Russian oil exports hit their highest level in April compared to any other month after it invaded Ukraine in February 2022, according to the International Energy Agency (IEA).
Russia exported an average of 8.3 million barrels of oil a day in April, an increase of 50,000 daily barrels compared to March.
Oil exports from Russia dropped to a low of 7.4 million barrels per day post-invasion, with sanctions taking a toll on its trade.
The rise corresponds to Russia’s increased effort to seek markets in countries that are yet to impose sanctions over the Ukraine war, according to the IEA monthly report.
The report also noted that despite the rise in exports, Russia has struggled to make more money.

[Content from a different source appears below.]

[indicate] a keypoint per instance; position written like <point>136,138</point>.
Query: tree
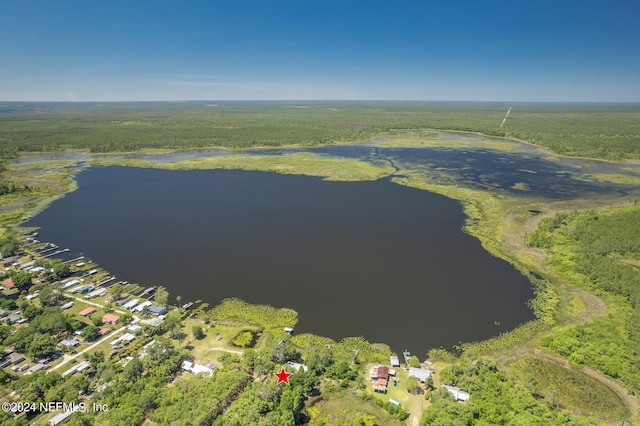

Although Russia has managed to steadily increase the volume of its oil exports, revenue has not mirrored it.
Moscow’s oil exports earned 13.9 million euros – up from the previous month – yet made close to 6 million less than in June 2022. 700,000 additional barrels were exported in April compared to June of last year.
This has led to speculations that Russia might be exporting its oil at discounted prices.
Russia’s market shift towards the east
Some 80% of the Russian oil exports in April went to India and China, representative of the trend documented by IEA monthly reports.
According to a report by BBC, India’s oil imports have jumped tenfold, reaching 2.2 million barrels per day in April from the pre-invasion average of 0.2 million barrels per day.
India is the world’s third-largest importer of oil.
At the same time, EU oil imports have plummeted. They were stable at 0.6 million barrels a day for the third month running in April, amid repeated rounds of sanctions on Russia.
The EU’s first round of sanctions on Russian crude came into effect in December 2022, while the second relating to refined petroleum was actualised this February.
There is a temporary exception for imports of crude oil by pipeline into the EU states that are overly dependent on Russian oil supplies.
Is the sanctioned Russian oil coming back to the EU?
India has defended its oil purchases, claiming it cannot pay for more expensive energy imports from countries beyond Russia with millions living in poverty.
However, the increase in Russian exports has attracted criticism, with the South Asian country accused of helping Moscow evade European sanctions.
EU’s foreign policy chief Josep Borrell recently claimed Indian firms have been buying Russian oil and selling the refined product.
“It’s normal that India buys Russian oil,” Borrell said in an interview with FT. “But if they use that in order to be a centre where Russian oil is being refined and by-products are being sold to us . . . we have to act.”
Despite importing more oil from Russia, Indian exports have continued to fluctuate, which according to the Bank of Baroda, is due to increased domestic consumption.
Borrell, however, implied that India is selling “because someone is buying”. And that the EU should keep a check on buyers.
India’s major exporting markets include a handful of EU member states, including the Netherlands, Germany, Italy, and France, according to India’s Ministry of Commerce and Industry.
Indian foreign minister S Jaishankar recently reacted to Borrell’s statement, urging the EU to reflect on its own rules.
“Look at EU Council regulations, Russian crude is substantially transformed in the third country and not treated as Russian anymore,” Jaishankar replied. “I would urge you to look at Council’s Regulation.”
He further added India and Russia are committed to increasing trade, and in no way can the imports be looked at as a “direct way of funding the war.”